Story highlights
Zhou Yongkang had been one of nine on China's top decision-making body
State news: He's been arrested and expelled from the Communist Party
Investigators found Zhou took bribes, helped others, traded power for sex
He's one of several people ensnared in China's anti-corruption campaign
China’s former top domestic security official, Zhou Yongkang, has been arrested as part of a corruption probe, the country’s state-run Xinhua news agency reports.
Zhou – who had been one of nine members of China’s top decision-making body, the Politburo Standing Committee, before stepping down in late 2012 – was also expelled from the Communist Party, according to Xinhua, citing a decision made Friday at a meeting of the party central committee’s political bureau.
The decision comes amid a much touted anti-corruption campaign launched by President Xi Jinping, one that has already ensnared several men who had once been prominent figures in government and the ruling Communist Party.

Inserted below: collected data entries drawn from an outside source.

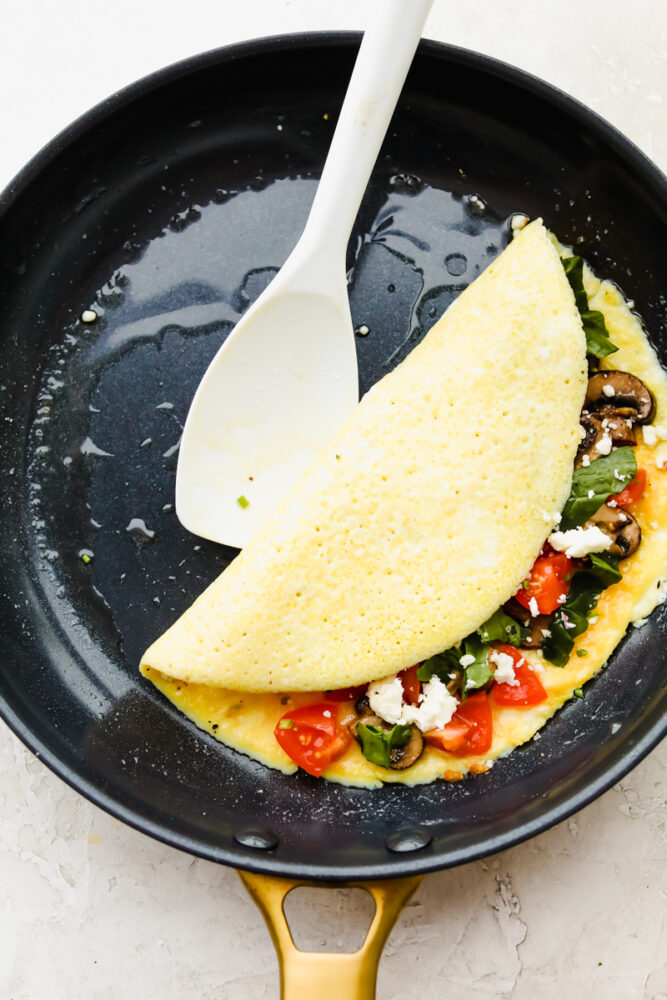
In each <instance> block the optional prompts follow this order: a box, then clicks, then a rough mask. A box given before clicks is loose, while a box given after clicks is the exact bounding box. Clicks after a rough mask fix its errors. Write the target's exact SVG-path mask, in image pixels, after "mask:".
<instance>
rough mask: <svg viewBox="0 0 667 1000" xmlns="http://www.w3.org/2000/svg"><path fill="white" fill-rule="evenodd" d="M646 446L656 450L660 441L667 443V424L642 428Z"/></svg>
mask: <svg viewBox="0 0 667 1000" xmlns="http://www.w3.org/2000/svg"><path fill="white" fill-rule="evenodd" d="M642 435H643V437H644V444H645V445H647V446H648V447H649V448H655V446H656V444H657V443H658V441H667V424H645V425H644V426H643V427H642Z"/></svg>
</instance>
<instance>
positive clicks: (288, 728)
mask: <svg viewBox="0 0 667 1000" xmlns="http://www.w3.org/2000/svg"><path fill="white" fill-rule="evenodd" d="M274 735H275V737H276V739H277V741H278V743H279V744H280V746H281V747H282V749H283V750H284V751H285V753H286V754H287V756H288V757H291V759H292V760H293V761H294V763H295V764H298V765H299V767H301V768H303V770H304V771H307V772H308V774H312V775H313V776H314V777H315V778H319V776H320V775H321V773H322V771H324V770H325V768H327V767H328V766H329V764H331V763H332V762H333V761H334V760H337V759H338V757H340V756H341V754H343V753H345V751H346V750H347V748H348V747H349V745H350V742H351V740H352V737H351V736H350V734H349V733H348V731H347V729H343V728H342V726H339V725H338V710H337V709H336V708H334V707H333V705H331V704H327V703H326V702H324V704H320V705H304V706H303V707H302V708H295V709H293V710H292V711H291V712H286V713H285V715H283V717H282V719H281V720H280V721H279V722H278V725H277V726H276V728H275V730H274Z"/></svg>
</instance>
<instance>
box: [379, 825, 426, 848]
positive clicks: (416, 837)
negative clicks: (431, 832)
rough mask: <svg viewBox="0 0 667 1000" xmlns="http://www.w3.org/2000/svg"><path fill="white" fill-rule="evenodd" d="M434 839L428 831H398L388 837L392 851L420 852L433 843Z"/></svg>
mask: <svg viewBox="0 0 667 1000" xmlns="http://www.w3.org/2000/svg"><path fill="white" fill-rule="evenodd" d="M432 840H433V837H432V836H431V834H430V833H427V832H426V830H397V831H396V833H390V834H389V836H388V837H387V847H388V848H389V850H390V851H398V852H403V851H419V850H421V848H422V847H426V846H427V845H428V844H430V843H431V841H432Z"/></svg>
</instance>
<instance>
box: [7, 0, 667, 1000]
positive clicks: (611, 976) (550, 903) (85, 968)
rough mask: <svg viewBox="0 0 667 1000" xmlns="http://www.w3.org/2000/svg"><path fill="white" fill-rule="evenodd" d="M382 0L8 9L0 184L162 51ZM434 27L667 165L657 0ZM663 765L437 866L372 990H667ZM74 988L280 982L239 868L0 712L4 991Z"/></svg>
mask: <svg viewBox="0 0 667 1000" xmlns="http://www.w3.org/2000/svg"><path fill="white" fill-rule="evenodd" d="M380 2H381V0H374V2H372V0H367V2H365V3H360V2H359V0H337V2H336V3H335V4H333V3H330V2H328V0H291V2H290V0H263V2H260V0H247V2H246V3H244V4H243V5H240V9H235V8H236V5H232V4H222V5H221V4H219V3H218V4H213V3H211V2H209V0H190V2H189V4H188V6H187V14H186V13H184V9H183V7H182V5H174V6H172V7H168V6H165V5H162V4H161V5H158V4H157V2H156V0H142V2H141V3H139V4H137V3H136V2H130V0H116V2H115V3H114V4H113V6H110V5H108V4H107V3H102V2H101V0H88V2H86V3H84V2H83V0H64V3H63V4H59V5H53V4H44V3H41V2H39V0H24V3H23V4H21V5H19V4H13V5H9V9H8V10H6V11H3V31H2V33H0V80H1V81H2V83H3V85H4V87H3V93H4V94H5V95H8V94H11V100H7V99H6V97H5V101H4V102H3V104H2V107H1V109H0V114H1V116H2V123H3V135H4V136H12V141H11V142H6V141H5V142H3V144H2V148H1V149H0V186H2V185H4V184H5V183H6V182H7V181H8V180H9V179H10V178H11V176H12V175H13V174H14V173H15V172H16V171H17V170H18V169H19V167H20V166H21V165H22V163H23V162H24V161H25V160H26V159H28V157H29V156H31V155H32V154H33V153H34V152H35V150H36V149H37V148H38V147H39V146H40V145H41V144H42V143H43V142H45V141H46V140H47V139H49V138H50V137H51V136H52V135H53V133H54V132H55V131H57V130H58V129H59V128H61V127H63V126H64V125H65V124H67V122H69V121H70V120H71V119H72V118H73V117H75V116H76V115H77V114H79V113H81V112H82V111H84V110H85V109H86V108H87V107H89V106H90V105H91V104H93V103H94V102H95V101H97V100H99V99H101V98H102V97H104V96H105V95H106V94H107V93H109V92H111V91H112V90H115V89H117V88H118V87H119V86H121V85H123V84H125V83H128V82H130V81H131V80H132V79H134V78H136V77H139V76H141V75H143V74H144V73H146V72H149V71H150V70H152V69H155V68H158V67H159V66H161V65H164V64H166V63H168V62H171V61H173V60H175V59H178V58H183V57H185V56H187V55H190V54H191V53H193V52H196V51H199V50H203V49H206V48H209V47H211V46H212V45H214V44H224V43H225V42H228V41H234V40H237V39H240V38H245V37H252V36H253V35H258V34H271V33H276V32H284V31H295V30H305V29H309V28H311V29H312V28H333V27H338V28H343V27H347V28H356V27H361V26H363V23H364V17H367V16H368V15H369V14H370V13H371V12H372V10H374V9H377V7H378V5H379V3H380ZM233 8H234V9H233ZM427 34H428V35H429V36H431V37H434V38H440V39H442V40H446V41H451V42H454V43H456V44H460V45H463V46H466V47H469V48H474V49H478V50H480V51H484V52H488V53H489V54H491V55H495V56H498V57H500V58H502V59H505V60H507V61H508V62H513V63H516V64H518V65H520V66H523V67H524V68H526V69H528V70H530V71H532V72H534V73H537V74H538V75H540V76H542V77H544V78H546V79H548V80H549V81H550V82H552V83H555V84H556V85H558V86H560V87H562V88H563V89H564V90H566V91H568V92H570V93H572V94H574V95H575V96H577V97H579V98H580V99H581V100H582V101H584V103H586V104H588V105H590V106H591V107H593V108H595V109H596V110H597V111H599V112H600V113H601V114H602V115H604V116H605V117H607V118H608V119H609V120H610V121H612V122H613V123H614V124H616V125H617V126H618V127H619V128H620V129H621V130H622V131H624V132H625V133H626V134H627V135H628V136H629V137H630V138H632V139H633V140H634V141H635V142H636V143H637V144H638V145H639V146H641V147H642V148H643V149H644V150H646V152H648V153H649V154H650V155H652V156H653V157H654V159H655V160H656V161H657V162H658V163H660V164H661V165H662V166H663V168H664V166H665V165H666V164H667V132H666V131H665V128H664V118H665V89H666V88H665V73H666V67H667V12H666V10H665V7H664V4H663V2H662V0H637V2H635V3H634V4H632V5H627V4H625V3H622V2H621V0H587V3H585V4H581V5H578V6H577V9H576V12H574V11H573V8H572V5H571V4H564V3H562V2H560V0H558V2H557V0H535V2H533V3H532V4H527V3H525V0H505V2H504V3H502V4H498V3H496V4H490V3H488V2H483V0H470V2H468V3H467V4H465V5H464V4H454V3H453V2H452V0H436V3H435V7H434V11H433V13H432V15H431V18H430V20H429V24H428V28H427ZM121 52H122V58H120V57H119V53H121ZM666 764H667V746H665V745H663V746H662V747H661V748H659V749H658V750H656V751H655V752H654V753H653V754H652V755H651V756H650V757H649V758H648V759H647V760H646V761H645V762H644V763H643V764H642V765H641V766H640V767H638V768H637V769H636V770H635V771H634V772H632V774H630V775H629V776H628V777H627V778H626V779H624V780H623V781H622V782H621V783H620V784H619V785H617V786H616V787H615V788H614V789H612V790H611V791H609V792H608V793H607V794H606V795H605V796H603V797H602V798H601V799H599V800H598V801H597V802H595V803H593V804H592V805H591V806H589V807H588V808H587V809H585V810H583V811H582V812H581V813H579V814H578V815H577V816H575V817H573V818H571V819H570V820H569V821H567V822H566V823H564V824H562V825H561V826H559V827H557V828H555V829H553V830H551V831H549V832H548V833H546V834H543V835H542V836H541V837H538V838H536V839H534V840H532V841H530V842H529V843H527V844H523V845H521V846H520V847H517V848H515V849H513V850H510V851H507V852H505V853H504V854H501V855H498V856H496V857H494V858H491V859H488V860H487V861H483V862H479V863H477V864H473V865H468V866H466V867H464V868H460V869H456V870H453V871H449V872H442V873H440V874H436V875H431V876H429V877H428V878H427V879H426V880H425V881H424V883H423V884H422V887H421V889H420V890H419V892H418V893H417V895H416V898H415V899H414V900H413V901H412V903H411V904H410V905H409V906H408V908H407V909H406V910H405V913H404V914H403V916H402V918H401V919H400V921H399V923H398V925H397V927H396V929H395V931H394V933H393V934H392V936H391V938H390V940H389V942H388V945H387V948H386V951H385V955H384V958H383V961H382V964H381V968H380V977H379V990H378V995H379V997H380V998H381V1000H394V998H395V1000H399V998H400V1000H406V998H413V997H415V998H416V997H438V998H439V997H446V996H449V995H451V996H458V995H462V996H465V998H466V1000H492V998H493V1000H495V998H501V997H502V998H511V1000H534V998H536V997H537V998H539V1000H562V997H564V996H565V997H568V998H569V1000H589V998H595V1000H597V998H598V997H599V998H604V1000H635V998H642V1000H667V964H666V962H665V956H667V931H666V930H665V920H664V916H665V911H666V905H665V904H666V901H667V876H666V871H667V864H666V860H667V859H666V855H667V837H666V829H665V828H666V824H667V807H666V805H665V799H666V797H667V796H666V792H667V779H666V777H665V765H666ZM293 910H294V920H295V922H296V923H298V924H299V926H300V927H301V929H302V932H303V934H304V943H305V944H307V946H309V947H314V948H315V947H327V948H333V949H335V948H337V947H340V946H341V944H344V945H349V944H350V940H349V936H348V933H347V931H348V930H350V928H349V927H348V928H342V924H343V921H344V920H345V921H346V922H347V923H348V924H351V925H354V927H358V926H360V924H361V918H362V910H363V906H362V904H360V903H359V901H358V900H353V899H349V898H347V897H346V895H345V894H344V893H343V892H342V891H340V890H339V891H336V892H332V893H330V894H328V896H327V899H326V902H323V901H322V900H321V899H319V898H318V897H317V895H314V894H310V895H304V896H302V897H301V898H299V899H295V900H294V905H293ZM350 910H352V913H353V916H354V919H352V920H350V919H348V914H349V913H350ZM64 997H67V998H68V1000H117V998H118V997H122V998H123V1000H134V998H137V1000H138V998H141V1000H182V998H184V997H196V998H199V1000H258V998H268V1000H276V998H277V997H278V985H277V964H276V959H275V956H274V953H273V948H272V946H271V942H270V940H269V936H268V933H267V931H266V930H265V927H264V924H263V923H262V921H261V918H260V917H259V914H258V912H257V911H256V910H255V908H254V906H253V905H252V903H251V902H250V900H249V899H248V897H247V896H246V894H245V891H244V890H243V888H242V886H241V884H240V882H239V880H238V878H237V877H236V875H235V874H234V873H233V872H231V871H229V870H227V869H224V868H221V867H219V866H216V865H213V864H210V863H208V862H204V861H199V860H196V859H193V858H190V857H188V856H187V855H184V854H181V853H179V852H177V851H174V850H172V849H170V848H167V847H164V846H162V845H161V844H158V843H156V842H153V841H151V840H149V839H148V838H146V837H144V836H142V835H141V834H139V833H136V832H135V831H133V830H131V829H129V828H127V827H124V826H122V825H121V824H120V823H118V822H117V821H116V820H114V819H111V818H110V817H109V816H107V815H106V814H104V813H102V812H100V811H99V810H98V809H97V808H95V807H94V806H92V805H90V804H89V803H87V802H86V801H85V800H83V799H82V798H80V797H79V796H78V795H77V794H76V793H74V792H73V791H71V789H69V788H68V787H67V786H66V785H65V784H63V783H62V782H61V781H60V780H59V779H58V778H56V777H54V776H53V775H52V774H51V773H50V772H48V771H47V770H46V769H45V768H44V767H43V765H42V764H40V763H39V762H38V761H37V760H35V759H34V758H33V757H32V756H31V755H30V754H28V753H27V751H25V750H24V749H23V747H22V746H21V745H20V744H19V743H18V742H17V741H16V740H15V739H14V738H13V737H12V736H11V735H10V734H9V732H8V731H7V729H6V728H5V727H4V726H0V1000H62V998H64Z"/></svg>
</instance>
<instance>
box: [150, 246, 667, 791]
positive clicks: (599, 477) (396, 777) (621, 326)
mask: <svg viewBox="0 0 667 1000" xmlns="http://www.w3.org/2000/svg"><path fill="white" fill-rule="evenodd" d="M564 266H565V270H566V273H567V275H568V279H569V280H570V283H571V285H572V288H573V291H574V293H575V299H576V301H577V305H578V307H579V310H580V313H581V315H582V320H583V324H584V330H585V333H586V337H587V349H588V354H589V362H590V363H591V368H592V369H593V370H592V371H591V374H590V378H589V383H588V390H587V394H586V400H585V402H584V409H583V412H582V420H581V427H582V431H581V434H582V441H581V445H580V447H579V451H578V453H577V459H576V464H575V472H574V477H573V483H572V490H571V493H570V497H569V498H568V500H567V502H566V504H565V507H564V508H563V510H562V511H561V512H545V538H544V541H545V546H544V549H543V550H542V553H541V554H540V556H539V557H538V559H537V561H536V563H535V566H534V567H533V569H532V570H531V572H530V574H529V575H528V577H527V578H526V580H525V581H524V582H523V584H522V586H521V587H520V588H519V590H518V591H517V593H516V595H515V596H514V597H513V598H512V599H511V600H510V601H508V602H507V603H506V604H505V605H504V606H503V607H502V608H500V609H498V611H497V612H496V613H495V614H494V615H492V617H491V618H490V619H489V620H488V621H487V622H485V623H484V624H483V625H482V626H480V628H478V629H476V630H475V631H474V632H473V633H471V634H470V635H469V636H468V637H467V638H466V639H464V640H463V641H462V642H461V643H460V644H458V645H457V646H455V647H451V648H449V649H447V650H443V651H442V652H441V653H438V654H436V655H435V656H432V657H430V658H428V659H427V660H425V661H423V662H421V663H419V664H415V666H413V667H412V668H410V669H409V670H407V671H402V672H401V673H400V674H397V675H396V674H391V675H389V676H388V677H385V678H381V679H380V680H378V681H374V682H372V683H371V684H368V685H367V684H363V685H361V686H359V687H357V688H350V689H343V690H340V691H333V692H332V691H327V692H325V691H321V692H313V691H310V692H307V693H287V694H286V693H282V694H273V693H261V694H256V693H246V692H239V691H231V690H228V689H225V688H222V687H215V686H211V685H209V684H201V683H194V682H187V681H184V680H181V679H177V678H173V677H170V676H168V675H167V674H165V673H162V672H160V671H159V670H156V669H155V668H154V667H150V666H147V665H144V666H142V671H143V673H144V674H145V676H147V677H149V678H150V679H151V680H152V681H153V683H154V684H155V685H156V686H157V687H158V688H159V690H160V691H162V692H163V693H164V694H165V695H166V697H168V698H169V699H170V701H172V702H173V704H174V705H176V706H177V707H178V708H179V709H180V710H181V711H182V712H184V714H185V715H187V716H188V717H189V718H190V719H192V721H193V722H194V723H195V724H196V725H197V726H198V727H200V728H201V729H204V730H206V731H208V732H209V733H211V735H213V736H214V737H215V738H216V739H218V740H220V741H221V742H223V743H225V744H227V745H229V746H231V747H233V748H235V749H237V750H239V751H241V752H243V753H246V754H248V755H249V756H252V757H254V758H256V759H257V760H259V761H261V762H262V763H264V764H267V765H269V766H271V767H274V768H277V769H278V770H281V771H283V772H285V773H291V772H293V771H295V770H296V769H297V766H298V765H299V764H300V765H301V766H303V767H304V769H305V770H307V771H309V772H310V773H311V774H315V775H317V776H319V775H321V776H323V777H324V778H326V779H328V780H331V781H338V782H341V783H344V784H351V785H358V786H365V787H379V786H381V785H382V783H384V782H397V781H398V782H403V783H406V784H418V783H423V782H430V781H433V780H434V779H436V778H444V779H445V780H452V781H453V780H458V779H460V778H462V777H464V776H465V775H466V774H468V773H473V774H474V773H481V772H484V771H486V770H488V769H489V768H490V767H491V766H492V764H493V762H494V760H495V759H496V758H498V757H500V756H504V755H505V754H507V753H508V752H510V751H511V750H512V749H513V748H514V747H516V746H518V745H520V744H522V743H524V742H526V741H527V740H529V739H531V738H532V737H533V736H534V735H535V733H536V732H537V731H538V730H539V729H540V728H541V726H543V725H544V723H545V722H546V721H547V720H548V719H549V718H550V717H551V716H552V715H553V714H554V712H555V711H557V709H558V708H560V707H561V706H562V705H563V704H564V702H565V701H567V700H568V699H570V698H572V697H585V688H584V685H585V683H586V682H587V681H588V680H590V679H591V678H592V677H593V676H594V675H595V674H596V673H598V671H599V670H600V669H601V668H602V666H603V665H604V664H605V663H606V661H607V659H608V658H609V656H610V654H611V653H612V652H613V650H614V648H615V647H616V645H617V644H618V642H619V641H620V639H621V638H622V637H623V635H624V633H625V631H626V629H627V628H628V626H629V625H630V623H631V622H633V621H634V622H635V623H636V624H638V625H641V622H642V620H643V619H645V618H646V617H647V615H648V614H650V612H651V611H652V610H653V608H654V607H655V606H656V605H657V604H658V603H659V602H660V601H661V600H663V599H664V597H665V594H666V593H667V586H666V584H665V576H666V573H667V560H666V556H665V553H666V552H667V424H664V421H665V419H666V418H667V374H666V373H665V372H664V371H663V369H662V368H661V366H660V364H659V362H658V359H657V357H656V355H655V352H654V351H653V349H652V348H651V346H650V344H649V343H648V340H647V338H646V336H645V333H644V331H643V329H642V327H641V324H640V323H639V321H638V319H637V317H636V316H635V315H634V314H633V313H632V312H631V310H630V308H629V307H628V304H627V303H626V302H625V300H624V299H623V297H622V295H621V293H620V292H619V290H618V289H617V288H616V287H615V286H614V285H613V284H611V283H610V282H608V281H599V280H598V279H597V278H596V277H595V276H594V275H593V274H592V272H591V271H590V270H589V269H588V268H587V267H586V266H585V265H583V262H581V260H580V258H576V257H573V258H568V259H566V260H565V261H564ZM661 421H662V422H663V423H661ZM536 433H539V429H538V430H537V431H536ZM314 641H316V640H314Z"/></svg>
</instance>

Corruption is a lightning rod for public discontent across the Asian nation, which for decades has been run by the Communist Party. After taking power in late 2012, Xi banned official extravagance – from banquets to year-end gifts – and vowed to target “flies and tigers” alike in his fight against corruption when describing his resolve to spare no one, regardless of position.
One of them was Gen. Xu Caihou, a former vice chairman of the Central Military Commission, which runs the world’s largest standing army. Xu was expelled from the party and handed over to prosecutors after being found to have accepted bribes, Xinhua reported in June. Like Zhou, Xu was in the Politburo before retiring in 2012.
Also this summer, Xinhua reported on the downfall of Su Rong, a former vice chairman of China’s top political advisory body. State media reported that Su and his wife profited tremendously through bribes and illegal land deals when he ran the southeastern province of Jiangxi.
Zhou officially got caught up in this campaign in July, when the Communist Party announced it was opening a probe into the retired senior leader for a suspected if then unspecified “serious disciplinary violation.”
According to a statement released Saturday by the Supreme People’s Procuratorate, or China’s prosecutor’s office, an investigation determined that Zhou took advantage of his positions to garner profits for others “and accepted huge bribes personally and through his family,” Xinhua reported. He did so to help relatives, mistresses and friends, leaking party and country secrets while hurting state-owned assets, according to Xinhua.
The same report noted that investigators found that Zhou had affairs with a number of women, trading “his power for sex and money.”
“What Zhou did completely deviated from the (Communist) Party’s nature and mission, and seriously violated Party discipline,” Xinhua said, citing the statement from the procuratorate. His behavior “badly undermined the reputation of the Party, significantly damaged the cause of the Party and the people and have yielded serious consequences.”